You should ideally be using not more than 30% of your monthly income to service your debts.
Using credit cards and availing loans is a part of life and no one really treats it as something that may land us in trouble. However, excess use of anything may make you pay through the nose. Too much borrowing may lead you to a debt trap.
Here are some symptoms that indicate that you are in a debt trap.
Your income goes to repay loans
You should ideally be using not more than 30% of your monthly income to service your debts. In case of good loans such as education loan and home loans this may further be relaxed to 40%. However, any number more than this is an alarm bell.
If most of your income goes to service debt, then you have to borrow more money to pay for your consumption. This can worsen the situation, ultimately pushing you into the debt trap.
You are borrowing to fund monthly expenses
You should have enough income by way of salary, pension, business profits or some other passive income such as interest or dividends to pay for your expenses. If you have to borrow to fund your monthly expenses, then you are in serious trouble. It is a sign that your very existence is dependent on borrowed money. Either you cut your costs or try to find out more means to earn money.

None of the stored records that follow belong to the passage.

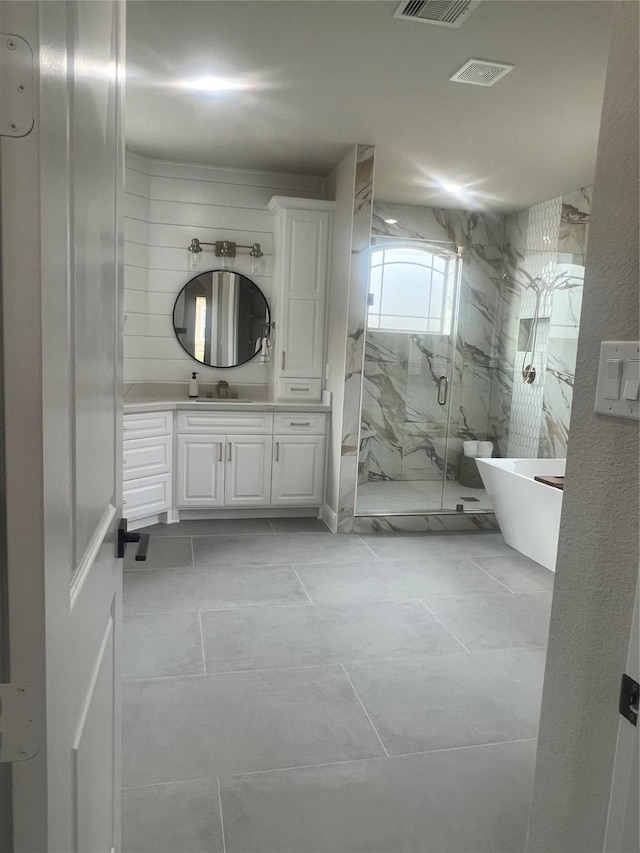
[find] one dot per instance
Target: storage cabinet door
(303, 342)
(298, 470)
(248, 477)
(200, 471)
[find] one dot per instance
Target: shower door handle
(443, 390)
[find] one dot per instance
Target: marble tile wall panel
(356, 315)
(574, 224)
(555, 244)
(428, 357)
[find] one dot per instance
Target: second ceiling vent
(480, 72)
(445, 13)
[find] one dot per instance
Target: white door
(298, 470)
(248, 477)
(623, 822)
(61, 307)
(200, 471)
(303, 338)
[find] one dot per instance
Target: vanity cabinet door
(298, 470)
(248, 477)
(302, 234)
(200, 471)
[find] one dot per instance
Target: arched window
(411, 289)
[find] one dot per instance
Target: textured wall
(598, 552)
(167, 204)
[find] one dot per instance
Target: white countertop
(206, 405)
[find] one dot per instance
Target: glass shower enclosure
(410, 452)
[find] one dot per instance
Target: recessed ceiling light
(215, 84)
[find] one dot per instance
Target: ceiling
(314, 78)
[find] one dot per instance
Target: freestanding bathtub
(528, 512)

You are unable to pay credit card dues
It speaks for itself. Credit card dues are the costliest loan in most cases. If you can’t repay the bill in full, then you are nearing debt trap. If you find it difficult to pay your credit card dues for a month, then you can come out, albeit after paying high charges. But if you are finding it difficult to pay off credit card dues for many months, it is time to take a hard look at your finances.
Borrowing to repay existing loans
Balance transfer is seen as a sign of financial smartness. Many look for transferring outstanding from one card to another for a ‘small fee’. This may give you a temporary respite as you ‘buy’ more time to pay off your credit. But if you keep doing this for months, then you are about to land in debt trap. “Borrowing to repay existing loans happen when you have over-borrowed or there is a sudden drop in your income. It is an alarm bell for you,” says Jitendra Solanki, founder of JS Financial Planners.
The worse situation is every additional loan you avail, comes at a higher rate of interest, pulling you down into the debt trap. “At this juncture if the mix of loans against your name is heavily tilted in favour of unsecured loans, then there is a high chance that you will soon land in debt trap,” says Jitendra Solanki.
No bank is offering you a loan
This is the ultimate sign that you are in a debt trap. Banks do check your credit report before lending you money. If they find out that you have borrowed to the hilt, the bank won’t extend you additional credit. That makes you scout for unorganised channels for more credit, which comes at much higher rates compared to that offered by banks.“In most of the cases individuals end up borrowing too much because they ignore their repaying capacity and the cost of funds,” points out Vinayak Savanur, founder of MoneyMintingMantra. If you find any of the above mentioned situations in your life, it is time to act swiftly to get out of the debt trap. “Start repaying high cost loans first,” Savanur adds.